The suite status is simple:
A WARN does not fail the suite. An ERROR does (because an ERROR means the check could not even run, which is almost always a real problem).
Severity-Weighted Quality Score¶
The quality score is a weighted percentage:
ok_weight = sum of weights of PASS + WARN checks
total_weight = sum of weights of all checks
score = round((ok_weight / total_weight) * 100, 1)
Weights come from _SEVERITY_WEIGHT:
| Severity | Weight |
|---|---|
INFO |
0.25 |
WARNING |
0.5 |
CRITICAL |
1.0 |
BLOCKER |
1.0 |
Key design choice: PASS and WARN count the same¶
A WARN means the check detected an issue whose severity was too low to block the suite (INFO or WARNING). These are still surfaced in the report but do not reduce the score the way a FAIL or ERROR does.

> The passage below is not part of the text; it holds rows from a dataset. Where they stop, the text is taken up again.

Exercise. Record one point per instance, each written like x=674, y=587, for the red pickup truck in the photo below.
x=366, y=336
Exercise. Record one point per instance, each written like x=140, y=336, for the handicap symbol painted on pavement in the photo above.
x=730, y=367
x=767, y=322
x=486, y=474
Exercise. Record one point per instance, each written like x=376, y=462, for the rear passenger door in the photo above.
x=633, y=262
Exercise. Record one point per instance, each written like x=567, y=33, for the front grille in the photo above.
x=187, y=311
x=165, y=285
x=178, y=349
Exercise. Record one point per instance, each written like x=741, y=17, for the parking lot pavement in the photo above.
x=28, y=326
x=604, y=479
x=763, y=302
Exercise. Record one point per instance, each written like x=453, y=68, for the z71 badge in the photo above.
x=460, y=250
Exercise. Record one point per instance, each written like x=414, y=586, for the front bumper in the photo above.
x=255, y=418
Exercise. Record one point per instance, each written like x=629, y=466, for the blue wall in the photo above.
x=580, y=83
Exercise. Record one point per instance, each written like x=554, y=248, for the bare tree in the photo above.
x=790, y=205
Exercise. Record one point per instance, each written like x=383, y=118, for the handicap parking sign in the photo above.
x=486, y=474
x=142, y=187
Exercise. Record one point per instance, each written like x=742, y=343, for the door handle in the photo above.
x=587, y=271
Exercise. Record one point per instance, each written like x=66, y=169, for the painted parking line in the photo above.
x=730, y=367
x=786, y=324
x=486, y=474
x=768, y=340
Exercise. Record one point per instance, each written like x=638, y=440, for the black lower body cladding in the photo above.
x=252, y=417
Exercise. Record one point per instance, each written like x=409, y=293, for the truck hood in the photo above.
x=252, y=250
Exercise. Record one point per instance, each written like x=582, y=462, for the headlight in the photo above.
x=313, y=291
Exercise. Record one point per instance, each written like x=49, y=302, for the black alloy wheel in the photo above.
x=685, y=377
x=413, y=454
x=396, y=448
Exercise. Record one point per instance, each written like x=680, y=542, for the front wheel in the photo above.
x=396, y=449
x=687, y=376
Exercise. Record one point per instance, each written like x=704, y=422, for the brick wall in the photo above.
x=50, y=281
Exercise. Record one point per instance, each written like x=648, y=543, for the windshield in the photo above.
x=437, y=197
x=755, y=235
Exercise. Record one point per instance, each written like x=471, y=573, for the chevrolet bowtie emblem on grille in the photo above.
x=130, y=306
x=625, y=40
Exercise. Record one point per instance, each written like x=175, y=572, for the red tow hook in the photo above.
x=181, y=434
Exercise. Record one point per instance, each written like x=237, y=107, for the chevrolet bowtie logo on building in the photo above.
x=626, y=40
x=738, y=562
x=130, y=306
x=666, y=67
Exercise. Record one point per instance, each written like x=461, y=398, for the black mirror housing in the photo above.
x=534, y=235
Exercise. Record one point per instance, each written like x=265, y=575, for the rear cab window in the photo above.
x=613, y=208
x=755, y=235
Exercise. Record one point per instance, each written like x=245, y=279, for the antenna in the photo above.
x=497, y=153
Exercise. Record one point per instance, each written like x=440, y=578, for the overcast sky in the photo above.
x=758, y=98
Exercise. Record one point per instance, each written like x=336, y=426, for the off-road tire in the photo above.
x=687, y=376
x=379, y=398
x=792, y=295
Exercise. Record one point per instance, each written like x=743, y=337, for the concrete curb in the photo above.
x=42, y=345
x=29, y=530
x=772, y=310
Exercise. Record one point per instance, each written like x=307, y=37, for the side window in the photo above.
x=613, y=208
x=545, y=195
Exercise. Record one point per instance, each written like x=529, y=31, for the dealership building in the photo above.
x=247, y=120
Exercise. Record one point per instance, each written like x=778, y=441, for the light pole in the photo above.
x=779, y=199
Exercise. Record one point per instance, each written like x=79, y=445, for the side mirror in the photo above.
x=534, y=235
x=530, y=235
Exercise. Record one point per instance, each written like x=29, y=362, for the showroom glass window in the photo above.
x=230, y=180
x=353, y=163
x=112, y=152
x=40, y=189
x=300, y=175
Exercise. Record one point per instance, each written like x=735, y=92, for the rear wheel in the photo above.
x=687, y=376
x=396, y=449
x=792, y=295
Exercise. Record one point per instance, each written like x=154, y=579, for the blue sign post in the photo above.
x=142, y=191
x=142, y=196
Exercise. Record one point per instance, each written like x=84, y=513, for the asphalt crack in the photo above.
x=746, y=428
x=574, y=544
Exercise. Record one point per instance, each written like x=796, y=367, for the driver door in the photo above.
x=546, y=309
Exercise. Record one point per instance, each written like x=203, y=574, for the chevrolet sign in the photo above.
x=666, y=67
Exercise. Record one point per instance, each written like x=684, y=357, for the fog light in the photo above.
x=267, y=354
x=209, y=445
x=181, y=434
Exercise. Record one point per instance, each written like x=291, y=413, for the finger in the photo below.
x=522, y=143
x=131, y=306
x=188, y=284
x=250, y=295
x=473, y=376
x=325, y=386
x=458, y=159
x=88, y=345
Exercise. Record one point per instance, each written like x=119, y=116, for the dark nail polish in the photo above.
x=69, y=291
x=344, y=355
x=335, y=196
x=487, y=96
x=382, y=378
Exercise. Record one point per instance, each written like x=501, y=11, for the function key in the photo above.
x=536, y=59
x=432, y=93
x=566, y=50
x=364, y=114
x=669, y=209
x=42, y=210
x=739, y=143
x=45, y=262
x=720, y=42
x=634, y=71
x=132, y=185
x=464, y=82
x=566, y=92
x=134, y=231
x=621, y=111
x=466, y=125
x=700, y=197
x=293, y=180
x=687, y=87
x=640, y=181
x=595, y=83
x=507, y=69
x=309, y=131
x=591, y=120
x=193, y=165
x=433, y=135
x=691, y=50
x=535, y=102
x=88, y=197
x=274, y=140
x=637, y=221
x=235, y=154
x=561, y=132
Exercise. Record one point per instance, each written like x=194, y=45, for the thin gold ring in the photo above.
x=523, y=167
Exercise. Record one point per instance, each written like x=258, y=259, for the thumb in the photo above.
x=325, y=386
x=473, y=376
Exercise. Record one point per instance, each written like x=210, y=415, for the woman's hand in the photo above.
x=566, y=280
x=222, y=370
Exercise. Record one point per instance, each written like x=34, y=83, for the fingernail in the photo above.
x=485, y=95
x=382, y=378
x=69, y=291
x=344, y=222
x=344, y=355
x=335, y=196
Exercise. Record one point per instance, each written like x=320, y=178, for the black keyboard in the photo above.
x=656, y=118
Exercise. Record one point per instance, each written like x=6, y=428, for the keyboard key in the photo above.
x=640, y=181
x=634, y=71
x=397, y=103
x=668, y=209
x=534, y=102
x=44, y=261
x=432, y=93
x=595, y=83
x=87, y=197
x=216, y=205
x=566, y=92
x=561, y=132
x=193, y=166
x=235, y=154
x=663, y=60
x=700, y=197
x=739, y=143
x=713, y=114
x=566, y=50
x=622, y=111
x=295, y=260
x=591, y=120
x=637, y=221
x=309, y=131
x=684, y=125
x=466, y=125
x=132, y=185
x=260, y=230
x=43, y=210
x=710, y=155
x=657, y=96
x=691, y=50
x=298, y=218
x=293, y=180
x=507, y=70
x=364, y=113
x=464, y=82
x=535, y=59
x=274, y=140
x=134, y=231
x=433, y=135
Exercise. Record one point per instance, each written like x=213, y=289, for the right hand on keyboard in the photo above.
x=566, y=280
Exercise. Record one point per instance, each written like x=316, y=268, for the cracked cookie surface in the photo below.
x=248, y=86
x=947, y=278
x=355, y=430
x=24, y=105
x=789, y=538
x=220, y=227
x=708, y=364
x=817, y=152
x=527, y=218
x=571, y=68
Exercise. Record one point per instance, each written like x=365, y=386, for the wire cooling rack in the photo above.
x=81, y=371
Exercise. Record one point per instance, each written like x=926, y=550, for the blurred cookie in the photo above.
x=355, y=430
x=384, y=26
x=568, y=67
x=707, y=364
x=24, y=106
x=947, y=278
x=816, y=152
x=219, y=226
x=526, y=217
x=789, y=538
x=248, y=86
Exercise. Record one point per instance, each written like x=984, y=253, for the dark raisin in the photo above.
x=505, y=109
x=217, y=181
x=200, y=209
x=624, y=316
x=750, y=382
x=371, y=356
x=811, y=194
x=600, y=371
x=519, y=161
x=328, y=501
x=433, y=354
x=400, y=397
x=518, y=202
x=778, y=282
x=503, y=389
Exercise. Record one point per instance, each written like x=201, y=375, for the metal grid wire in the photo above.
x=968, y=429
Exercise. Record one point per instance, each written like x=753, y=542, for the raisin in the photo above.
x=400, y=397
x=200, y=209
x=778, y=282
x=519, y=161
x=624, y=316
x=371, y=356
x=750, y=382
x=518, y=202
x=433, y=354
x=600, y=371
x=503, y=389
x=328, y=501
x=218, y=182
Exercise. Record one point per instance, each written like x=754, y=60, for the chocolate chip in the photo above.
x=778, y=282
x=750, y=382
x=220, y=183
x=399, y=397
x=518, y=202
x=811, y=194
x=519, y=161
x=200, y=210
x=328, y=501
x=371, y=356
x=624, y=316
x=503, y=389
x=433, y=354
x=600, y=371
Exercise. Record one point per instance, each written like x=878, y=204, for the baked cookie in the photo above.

This matches the mental model users have when tagging a check as
severity: warning: "I want to know about this, but it is not worth
blocking the pipeline."
Example¶
Three checks in a suite:
| Check | Severity | Status | Weight | Ok? |
|---|---|---|---|---|
not_null:order_id |
CRITICAL | PASS | 1.0 | yes |
completeness:email |
WARNING | FAIL -> WARN | 0.5 | yes |
unique:order_id |
CRITICAL | FAIL | 1.0 | no |
The suite fails (one CRITICAL failure) with a score of 60.
Rendering¶
CheckResult and SuiteResult are Pydantic models, which means:
- JSON export is free:
suite_result.model_dump_json(). - Dictionary conversion is free:
suite_result.model_dump(). - Deserialization is free:
SuiteResult.model_validate(data).
The reporting module (provero/reporting/) and the result store
(provero/store/) rely on this to round-trip results through files,
HTML reports, and the SQLite database without custom serializers.